As such, large scale impunity exists for upper caste perpetrators of crimes and atrocities against Dalits, but Dalit women are the worst victims of this. There is widespread underreporting of cases of sexual violence by Dalit women who fear police harassment and inaction, apart from the casual victim blaming that is practised in the country towards rape survivors of all castes. Dalit rights activist Dr. Sujatha Surepally talks about the lack of response or attention on the rapes of Dalit women, from the media, the government, the police, the judiciary as well as the elite class protesting in Delhi. The failure in prosecution of rape cases especially of those belonging to lower castes is an embarrassment for the justice delivery system of the country. Women in general, and Dalit women in particular who decide to pursue their cases of sexual violence have to face entrenched biases and prejudiced at every step– from police to doctor to their own family members. Due to the caste-based discrimination within the justice system, men increasingly find it easier to commit grave sexual crimes against women of lower castes.
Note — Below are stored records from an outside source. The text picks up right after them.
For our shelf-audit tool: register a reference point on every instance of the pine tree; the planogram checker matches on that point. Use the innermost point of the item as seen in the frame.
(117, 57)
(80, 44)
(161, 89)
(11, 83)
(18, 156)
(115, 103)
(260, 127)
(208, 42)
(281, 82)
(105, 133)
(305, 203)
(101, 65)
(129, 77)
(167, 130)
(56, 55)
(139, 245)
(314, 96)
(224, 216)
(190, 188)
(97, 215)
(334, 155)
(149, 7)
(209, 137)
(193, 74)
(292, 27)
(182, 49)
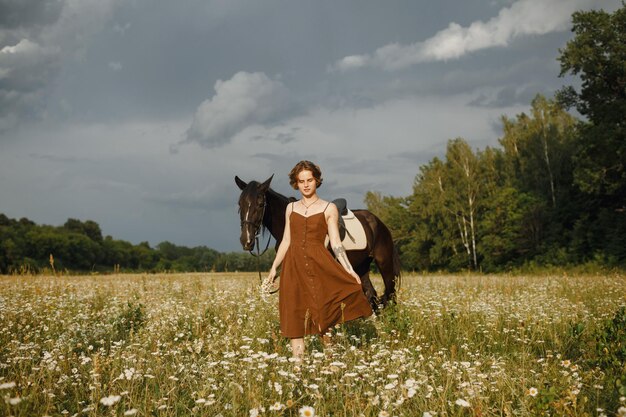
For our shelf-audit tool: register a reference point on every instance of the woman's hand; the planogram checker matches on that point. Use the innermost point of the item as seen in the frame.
(356, 276)
(271, 277)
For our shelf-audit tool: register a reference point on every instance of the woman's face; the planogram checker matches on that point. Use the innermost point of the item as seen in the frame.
(306, 183)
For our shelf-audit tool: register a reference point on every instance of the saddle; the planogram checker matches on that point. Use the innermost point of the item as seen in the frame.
(351, 231)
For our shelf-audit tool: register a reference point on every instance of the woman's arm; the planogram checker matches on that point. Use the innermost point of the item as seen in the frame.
(282, 248)
(332, 219)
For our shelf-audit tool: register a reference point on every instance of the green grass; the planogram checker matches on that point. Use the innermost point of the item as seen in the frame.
(207, 344)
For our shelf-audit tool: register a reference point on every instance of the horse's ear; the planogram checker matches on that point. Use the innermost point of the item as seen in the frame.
(240, 183)
(266, 185)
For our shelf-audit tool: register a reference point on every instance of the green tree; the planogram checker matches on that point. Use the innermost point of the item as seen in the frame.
(597, 54)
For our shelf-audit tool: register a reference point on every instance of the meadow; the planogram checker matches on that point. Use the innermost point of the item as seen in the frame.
(209, 345)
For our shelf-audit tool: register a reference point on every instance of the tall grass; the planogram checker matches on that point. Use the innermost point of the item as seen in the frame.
(207, 345)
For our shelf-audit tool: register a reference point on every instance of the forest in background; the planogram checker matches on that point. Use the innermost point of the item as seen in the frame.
(77, 246)
(552, 194)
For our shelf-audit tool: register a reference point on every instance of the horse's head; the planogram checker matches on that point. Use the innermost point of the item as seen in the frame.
(251, 209)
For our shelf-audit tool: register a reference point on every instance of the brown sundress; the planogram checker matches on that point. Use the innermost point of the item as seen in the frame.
(316, 292)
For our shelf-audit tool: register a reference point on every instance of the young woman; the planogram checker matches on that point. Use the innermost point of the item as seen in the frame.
(316, 291)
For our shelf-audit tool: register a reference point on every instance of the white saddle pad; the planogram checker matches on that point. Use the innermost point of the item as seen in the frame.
(358, 241)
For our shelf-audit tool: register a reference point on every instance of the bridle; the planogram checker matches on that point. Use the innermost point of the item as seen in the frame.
(257, 233)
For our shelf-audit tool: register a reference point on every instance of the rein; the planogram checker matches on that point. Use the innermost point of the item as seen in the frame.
(258, 228)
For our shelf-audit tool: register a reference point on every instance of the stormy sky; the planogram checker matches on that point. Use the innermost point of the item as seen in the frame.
(138, 114)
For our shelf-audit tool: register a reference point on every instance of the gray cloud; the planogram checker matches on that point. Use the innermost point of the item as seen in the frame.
(28, 13)
(244, 100)
(281, 137)
(522, 18)
(34, 38)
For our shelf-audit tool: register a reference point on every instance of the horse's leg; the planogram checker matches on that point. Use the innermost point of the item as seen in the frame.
(386, 258)
(363, 270)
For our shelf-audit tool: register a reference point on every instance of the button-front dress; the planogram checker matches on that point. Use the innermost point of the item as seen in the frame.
(316, 292)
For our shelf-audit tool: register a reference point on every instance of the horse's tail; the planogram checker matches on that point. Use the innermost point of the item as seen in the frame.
(397, 273)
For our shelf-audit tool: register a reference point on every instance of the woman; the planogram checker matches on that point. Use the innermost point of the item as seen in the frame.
(316, 292)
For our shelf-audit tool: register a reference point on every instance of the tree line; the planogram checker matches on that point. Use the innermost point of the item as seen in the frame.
(552, 194)
(78, 246)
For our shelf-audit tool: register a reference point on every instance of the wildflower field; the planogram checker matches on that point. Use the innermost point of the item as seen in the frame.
(209, 345)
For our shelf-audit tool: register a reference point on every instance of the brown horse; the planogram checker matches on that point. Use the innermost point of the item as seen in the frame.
(260, 206)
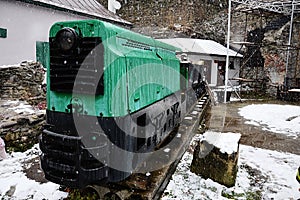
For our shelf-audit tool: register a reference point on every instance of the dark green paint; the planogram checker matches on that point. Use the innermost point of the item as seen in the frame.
(138, 70)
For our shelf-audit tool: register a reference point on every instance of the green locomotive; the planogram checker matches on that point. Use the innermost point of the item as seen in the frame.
(111, 94)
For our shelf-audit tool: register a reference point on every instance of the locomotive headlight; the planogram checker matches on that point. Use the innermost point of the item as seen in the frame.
(67, 39)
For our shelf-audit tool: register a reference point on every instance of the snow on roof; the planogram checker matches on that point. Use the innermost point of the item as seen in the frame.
(208, 47)
(90, 8)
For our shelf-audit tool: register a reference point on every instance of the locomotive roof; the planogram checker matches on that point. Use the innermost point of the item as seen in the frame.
(89, 8)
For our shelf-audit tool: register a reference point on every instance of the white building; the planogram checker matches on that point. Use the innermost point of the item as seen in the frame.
(211, 56)
(25, 24)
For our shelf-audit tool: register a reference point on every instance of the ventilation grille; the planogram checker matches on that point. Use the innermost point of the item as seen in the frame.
(79, 70)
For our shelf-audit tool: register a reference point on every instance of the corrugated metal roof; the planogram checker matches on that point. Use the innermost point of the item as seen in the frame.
(91, 8)
(208, 47)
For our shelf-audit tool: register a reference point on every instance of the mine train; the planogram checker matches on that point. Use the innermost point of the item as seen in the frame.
(110, 90)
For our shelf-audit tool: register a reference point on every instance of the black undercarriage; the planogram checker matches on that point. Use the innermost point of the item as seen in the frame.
(79, 150)
(81, 154)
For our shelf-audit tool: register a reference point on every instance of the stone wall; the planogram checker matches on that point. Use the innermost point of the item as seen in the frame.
(23, 82)
(264, 60)
(22, 104)
(20, 124)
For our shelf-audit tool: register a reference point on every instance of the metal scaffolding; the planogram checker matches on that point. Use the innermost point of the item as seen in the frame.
(286, 7)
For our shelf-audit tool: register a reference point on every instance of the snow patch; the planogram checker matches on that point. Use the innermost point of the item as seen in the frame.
(226, 142)
(283, 119)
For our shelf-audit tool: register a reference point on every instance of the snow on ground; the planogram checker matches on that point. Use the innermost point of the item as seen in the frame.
(262, 174)
(15, 185)
(284, 119)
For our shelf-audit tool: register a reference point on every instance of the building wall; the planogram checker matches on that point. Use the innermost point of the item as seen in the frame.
(25, 25)
(210, 67)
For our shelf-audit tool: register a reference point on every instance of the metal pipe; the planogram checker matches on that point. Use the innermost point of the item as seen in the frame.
(227, 56)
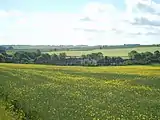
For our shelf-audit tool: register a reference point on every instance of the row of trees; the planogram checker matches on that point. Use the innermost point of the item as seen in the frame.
(144, 57)
(92, 59)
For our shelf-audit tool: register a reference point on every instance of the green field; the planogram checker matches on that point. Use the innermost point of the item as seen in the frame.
(82, 93)
(122, 52)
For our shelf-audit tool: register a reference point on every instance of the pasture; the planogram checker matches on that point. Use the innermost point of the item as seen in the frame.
(44, 92)
(121, 52)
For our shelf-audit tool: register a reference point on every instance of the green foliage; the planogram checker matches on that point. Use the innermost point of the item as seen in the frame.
(43, 92)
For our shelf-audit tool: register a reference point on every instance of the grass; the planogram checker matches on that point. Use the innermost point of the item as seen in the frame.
(123, 52)
(5, 114)
(82, 93)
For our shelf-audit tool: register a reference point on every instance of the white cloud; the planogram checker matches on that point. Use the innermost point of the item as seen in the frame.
(97, 24)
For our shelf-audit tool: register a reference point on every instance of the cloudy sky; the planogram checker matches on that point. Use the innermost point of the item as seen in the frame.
(79, 22)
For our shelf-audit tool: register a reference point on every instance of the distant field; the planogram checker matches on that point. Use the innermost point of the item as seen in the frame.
(45, 92)
(123, 52)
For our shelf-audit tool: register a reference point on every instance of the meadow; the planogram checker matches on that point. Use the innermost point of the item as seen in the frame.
(121, 52)
(44, 92)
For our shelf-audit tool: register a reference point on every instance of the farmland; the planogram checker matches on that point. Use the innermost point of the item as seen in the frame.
(122, 52)
(112, 51)
(44, 92)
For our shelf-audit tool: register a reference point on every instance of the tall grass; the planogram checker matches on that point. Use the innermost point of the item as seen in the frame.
(41, 92)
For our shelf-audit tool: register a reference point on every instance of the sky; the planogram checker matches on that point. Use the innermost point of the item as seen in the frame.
(79, 22)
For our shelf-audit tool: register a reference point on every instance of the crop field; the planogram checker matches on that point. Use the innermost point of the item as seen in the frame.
(43, 92)
(122, 52)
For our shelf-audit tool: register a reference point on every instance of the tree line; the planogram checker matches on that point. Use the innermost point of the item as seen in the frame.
(93, 59)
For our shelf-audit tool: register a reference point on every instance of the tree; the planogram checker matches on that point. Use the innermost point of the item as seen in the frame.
(10, 48)
(2, 58)
(132, 54)
(38, 52)
(2, 49)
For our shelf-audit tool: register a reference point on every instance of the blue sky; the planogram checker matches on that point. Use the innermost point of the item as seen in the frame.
(79, 21)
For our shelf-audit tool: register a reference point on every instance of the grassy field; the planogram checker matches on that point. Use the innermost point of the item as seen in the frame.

Rage has been brewing on social media with people tagging UP Chief Minister Yogi Adityanath to resign over the shameless handling of the incident. The outrage has urged the Prime Minister to speak to Adityanath regarding the case who has ordered constitution of a three-member SIT to probe the case and has asked to move the trial to a fast track court. National Commission for Women has sought explanation from the UP Police for their actions. After her death, protests demanding justice for the girl and her family began rising outside Safdarjung hospital which saw Bhim Army Chief Chandrashekhar Azad and its Delhi unit head Himanshu Balmiki alleging that the medical treatment meted out to her was not adequate, blaming that the authorities and doctors practiced caste discrimination. Azad and Balmiki were detained by UP Police around 10pm Tuesday night as they were accompanying the family on their way to Hathras and it is being claimed that their location hasn’t been made public by the police.